Approval of Casinos for Class Action Against Light & Wonder


Published on: December 18, 2024, 07:47h. 

Last updated on: December 18, 2024, 07:47h.

An arbitrator has ruled that more than 100 casinos involved in lawsuits against gaming device manufacturer Light & Wonder can be combined into a single class.

Scientific Games lawsuit settlement
A dealer dealing cards from a shuffling machine. An arbitrator ruled a class action case against Light & Wonder over a purported card-shuffling device monopoly can be certified. (Image: Lloyd Fox/Baltimore Sun)

American Arbitration Association (AAA) arbitrator John Wilkinson made the decision last week. Their ruling, published yesterday, allows the casinos to proceed collectively as a single class in the lawsuit against Light & Wonder. The casinos argue that the company used flawed patent claims to establish a quasi-monopoly in the card-shuffling machine market. Light & Wonder contended that the claims of each plaintiff were too diverse to certify as a class, but Wilkinson disagreed.

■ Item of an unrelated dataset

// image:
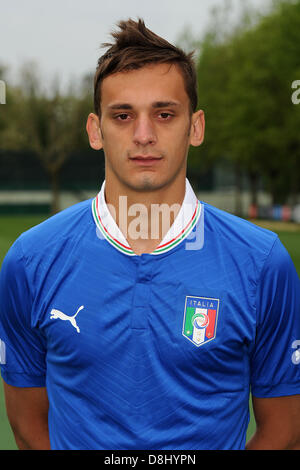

Class arbitration is the fairest and most efficient method for resolving antitrust claims for proposed class members,” he wrote.

The initial litigation was initiated in 2020 by the Tonkawa Indians of Oklahoma, alleging that Scientific Games Corp., now Light & Wonder, was overcharging casinos for card-shuffling devices. The tribe claimed that the company had a monopoly over the market, stifling competition and coercing casinos to purchase its products.

AAA Finds Individual Litigation Impractical

Wilkinson stated that pursuing more than 100 separate cases against Light & Wonder would not be feasible.

“As required by AAA Class Rule 4(a), the proposed class in this case is so numerous that joinder of separate arbitrations for all members is impractical,” he explained. “There are approximately 112 members in this proposed class arbitration, exceeding the numerosity requirement set by Second Circuit courts, which presume numerosity for classes larger than 40 members.”

The arbitrator emphasized the importance of cost-effective proceedings for all parties and noted that addressing Light & Wonder’s claims regarding individual issues could be done through the class action.

Light & Wonder’s attorneys sought to overturn Wilkinson’s 2022 ruling in New York State Supreme Court, arguing that the arbitrator disregarded precedent and failed to recognize the unique contentions of each potential class member. In his new ruling, Wilkinson pointed out that the differences among class members were minimal and did not warrant decertifying the class.

Light & Wonder Also Facing Another Lawsuit

In addition to the AAA-arbitrated case, Light & Wonder is facing a similar lawsuit in federal district court in Chicago, where over 1,000 casinos have brought antitrust claims similar to those in the AAA case.

Previously known as Scientific Games, the company entered the card-shuffling device industry through its acquisition of Bally Technology for $5.1 billion in 2014. Before that, Bally Technology acquired SHFL Entertainment, the original maker of the Shuffle Master machine, in 2013.

SHFL Entertainment was known for vigorously defending its patents and was once ordered to pay $315 million to Shuffle Tech – a competitor that alleged SHFL put them out of business – after being acquired by Scientific Games.